Woran lag es, dass die Siege im Jahr 2016 größtenteils ausblieben?
Ralf Schumacher: Es gibt da viele Gründe. Wir haben mal Pech gehabt, als es wieder eine Safety-Car-Phase oder ein Rennabbruch gab, manchmal hat sich das Wetter anders entwickelt als geglaubt oder es lag am Fahrer. Es ist nun mal eine Nachwuchsserie, da passieren solche Dinge. Die Autos der Top-Teams, die sich jetzt herauskristallisiert haben, sind sehr ähnlich.

Würden Sie von sich behaupten, ein strenger Teamchef zu sein?
Ralf Schumacher: Ich denke schon.

Wie äußert sich das?
Ralf Schumacher: Ich bin für ein klares Miteinander. Wenn jemand einen Fehler macht, dann ist es so. Das habe ich selbst in meiner Karriere erlebt. Ich bin der Meinung, dass man zusammen gewinnt und verliert.

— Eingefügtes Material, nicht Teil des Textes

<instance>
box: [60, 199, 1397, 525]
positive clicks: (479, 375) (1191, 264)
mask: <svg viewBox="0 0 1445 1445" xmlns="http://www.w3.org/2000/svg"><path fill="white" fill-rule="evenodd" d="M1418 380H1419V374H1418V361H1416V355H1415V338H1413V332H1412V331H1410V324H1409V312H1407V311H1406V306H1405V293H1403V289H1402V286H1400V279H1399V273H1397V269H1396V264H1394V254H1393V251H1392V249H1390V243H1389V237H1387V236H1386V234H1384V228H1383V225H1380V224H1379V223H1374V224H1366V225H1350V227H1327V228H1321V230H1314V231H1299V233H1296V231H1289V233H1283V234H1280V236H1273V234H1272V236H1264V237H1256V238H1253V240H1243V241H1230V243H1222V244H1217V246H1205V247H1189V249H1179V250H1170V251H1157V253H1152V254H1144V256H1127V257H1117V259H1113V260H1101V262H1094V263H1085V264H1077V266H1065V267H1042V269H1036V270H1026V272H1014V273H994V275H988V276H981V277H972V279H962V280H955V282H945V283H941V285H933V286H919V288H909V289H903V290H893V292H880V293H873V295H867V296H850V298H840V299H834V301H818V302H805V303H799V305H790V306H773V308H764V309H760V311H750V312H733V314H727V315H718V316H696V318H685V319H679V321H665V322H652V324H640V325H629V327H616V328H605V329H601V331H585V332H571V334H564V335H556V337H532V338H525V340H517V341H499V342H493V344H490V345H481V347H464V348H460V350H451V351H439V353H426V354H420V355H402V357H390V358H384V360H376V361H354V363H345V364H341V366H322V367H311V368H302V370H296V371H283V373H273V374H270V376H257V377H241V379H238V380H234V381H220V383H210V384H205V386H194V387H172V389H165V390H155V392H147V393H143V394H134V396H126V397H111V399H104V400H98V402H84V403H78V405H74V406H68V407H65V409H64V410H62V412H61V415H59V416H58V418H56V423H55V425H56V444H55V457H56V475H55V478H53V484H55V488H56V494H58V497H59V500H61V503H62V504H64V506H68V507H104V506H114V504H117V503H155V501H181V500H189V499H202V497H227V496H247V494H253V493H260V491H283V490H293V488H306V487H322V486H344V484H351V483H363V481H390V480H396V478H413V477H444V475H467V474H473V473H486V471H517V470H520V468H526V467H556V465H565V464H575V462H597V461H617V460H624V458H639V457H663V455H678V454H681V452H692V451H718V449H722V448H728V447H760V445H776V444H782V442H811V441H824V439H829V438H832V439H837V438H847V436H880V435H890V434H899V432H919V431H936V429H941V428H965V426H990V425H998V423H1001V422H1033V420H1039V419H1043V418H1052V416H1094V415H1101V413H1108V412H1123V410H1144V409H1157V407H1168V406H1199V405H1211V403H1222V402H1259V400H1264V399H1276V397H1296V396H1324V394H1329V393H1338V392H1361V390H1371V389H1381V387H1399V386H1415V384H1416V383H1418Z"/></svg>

Aber wenn ich den Eindruck habe, dass jemand einen schlechten Job macht oder versucht, sich rauszureden, dann kriegen sie von mir schon eine Ansage.

Sind Sie schonungslos ehrlich zu den Eltern der Kinder, in denen sie kein Talent sehen, oder drücken Sie sich freundlicher aus?
Ralf Schumacher: Ich bin schon dafür bekannt, dass ich solche Dinge gerade heraus formuliere. Wenn ich der Meinung bin, das eine Förderung keinen Sinn machen würde, dann sage ich den Eltern das. Ich denke, das gehört auch dazu. Meistens berät man in dem Entwicklungsstadium, in dem wir uns hier noch befinden, noch eher bei den Entscheidungen. In diesem Alter ist es schwer zu sagen, ob jemand das Zeug dazu hat oder nicht. Außer natürlich es ist eine komplette Katastrophe.

Kim-Luis Schramm war der bestplatzierte US Racing-Pilot 2016, Foto: ADAC Formel 4
Kim-Luis Schramm war der bestplatzierte US Racing-Pilot 2016, Foto: ADAC Formel 4

Eine gewisse Tendenz ist aber schon von Beginn an zu merken?
Ralf Schumacher: Man merkt eine Tendenz. Zu unserer Zeit war es einfacher, weil es weniger Leute gab, die diesen Sport professionell betrieben haben. Heutzutage gibt es viel mehr aufstrebende Fahrer, sei es aus Hoffnung, Geld oder Talent. Gleichzeitig wird auch viel mehr Zeit und Geld investiert. Deshalb fällt es schwerer, zwischen dem Talent und dem Lernenden zu unterscheiden. Das merkt man auch jetzt gerade. Es gibt Fahrer, die mit fünf oder sechs Testtagen im Jahr auskommen müssen, andere können sich 20 leisten.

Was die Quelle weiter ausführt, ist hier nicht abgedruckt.